Musica

La musica bisestile. Giorno 196. dEUS

11 Dicembre 2018

Strumenti classici che si combattono in epiche battaglie elettroniche: dal Belgio arriva la nuova frontiera dell’indie: trasformare la musica classica moderna (del Novecento) in pop alternativo

WORST CASE SCENARIO

 

C’è una band della Germania Est, AG Geige, che negli anni 80 ha costruito uno stile specialissimo di musica, che metteva insieme il jazz dei Soft Machine ed il folk locale. Tom Barman, un giovane musicista belga, che in gioventù aveva studiato con attenzione il rock brettone di Alain Stivell ed il folk irlandese dei Planxty, dei De Danann e la musica sperimentale degli Einstürzende Neubauten, aveva cominciato, solo soletto, sovrapponendo tracce nel suo piccolo sistema di registrazione, a sovrapporre appunto cose provenienti un po’ da ogni dove, per costruire un jazz-folk che non c’era, e renderlo il più possibile compatibile con la musica rock.

“Worst case scenario”, 1994

In questo modo sono nati i dEUS, eroi di una stagione vissuta alla velocità di un giro di clessidra, schiacciati dalla contemporanea esistenza di così tante tendenze nuove e potenzialmente alternative.
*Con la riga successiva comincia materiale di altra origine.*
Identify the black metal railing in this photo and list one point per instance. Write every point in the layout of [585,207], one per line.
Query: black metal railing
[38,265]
E mentre in Germania Foyer des Art ed i Goldenen Zitronen, partendo da AG Geige, finivano il primo nella letteratura, i secondi in un post-punk fatto a mano, cesellato intorno a testi estremamente politicizzati, il tutto tendente ad una super intellettualità, i dEUS facevano il percorso inverso, cercando di scendere dal caos ai sentimenti primari, in un processo che, in parte, faranno gli islandesi di Mum e gli americani dei Pavement.

Con tutte queste referenze, in realtà, ho spiegato la musica dei dEUS solo ad un pubblico di esperti. Per gli altri: immaginatevi una band di folk francofono che, per non risultare noiosa, inserisca una messe di suoni meccanici e strobosonici nei loro brani, ed immaginate che la pressione venga completamente tolta via dal ritmo e venga invece rimpiazzata da esplosioni di violini ed altri strumenti inopportuni, fino a costruire un zigzagare di impressioni fuggevoli, un minestrone di dettagli, nel quale nuotano testi eterei e quasi filosofici.

Dietro questa apparente confusione c’è un sistema: Tom Barman, in realtà, è un regista cinematografico, e nei suoi brani costruisce storie fatte di echi e di rumori, come quelle di “Hotellounge”, in cui gli effetti anticipano e seguono il racconto del testo. Col passare degli anni, però, Barman si è calmato, ed oggi i dEUS sono una band assolutamente irrilevante, se si eccettua il famoso Live 0110, un concertone a favore della difesa dei diritti umani e dell’integrazione, che è stato un grandissimo happening che, per una volta, ha messo Anversa in una bella luce – dato che si tratta della patria delle maggiori organizzazioni neonaziste dell’Europa Occidentale.